Useful Sensors launches AI in a Box, aiming to establish a different paradigm for edge computing and TinyML

Useful Sensors launches AI in a Box, aiming to establish a different paradigm for edge computing and TinyML

Would you leave a Google Staff Research Engineer role just because you want your TV to automatically pause when you get up to get a cup of tea? Actually, how is that even relevant, you might ask. Let’s see what Pete Warden, former Google Staff Research Engineer and now CEO and Founder of Useful Sensors, has to say about that.

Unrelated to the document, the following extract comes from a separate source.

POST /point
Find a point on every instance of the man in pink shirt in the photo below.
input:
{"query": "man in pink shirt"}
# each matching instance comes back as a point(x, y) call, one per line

From Jetpac to Google and TinyML, from Google to AI in a Box

Pete Warden wrote the world’s only mustache detection image processing algorithm. He also was the founder and CTO of startup Jetpac. He raised a Series A from Khosla Ventures, built a technical team, and created a unique data product that analyzed the pixel data of over 140 million photos from Instagram and turned them into in-depth guides for more than 5,000 cities around the world.

Jetpac was acquired by Google in 2014, and Warden has been a Google Staff Research Engineer from then till March 2022. That’s when he founded Useful Sensors, which he sees as the evolution of the work he’s been doing at Google. Warden was the Technical Lead of the TensorFlow Mobile team, responsible for deep learning on mobile and embedded devices.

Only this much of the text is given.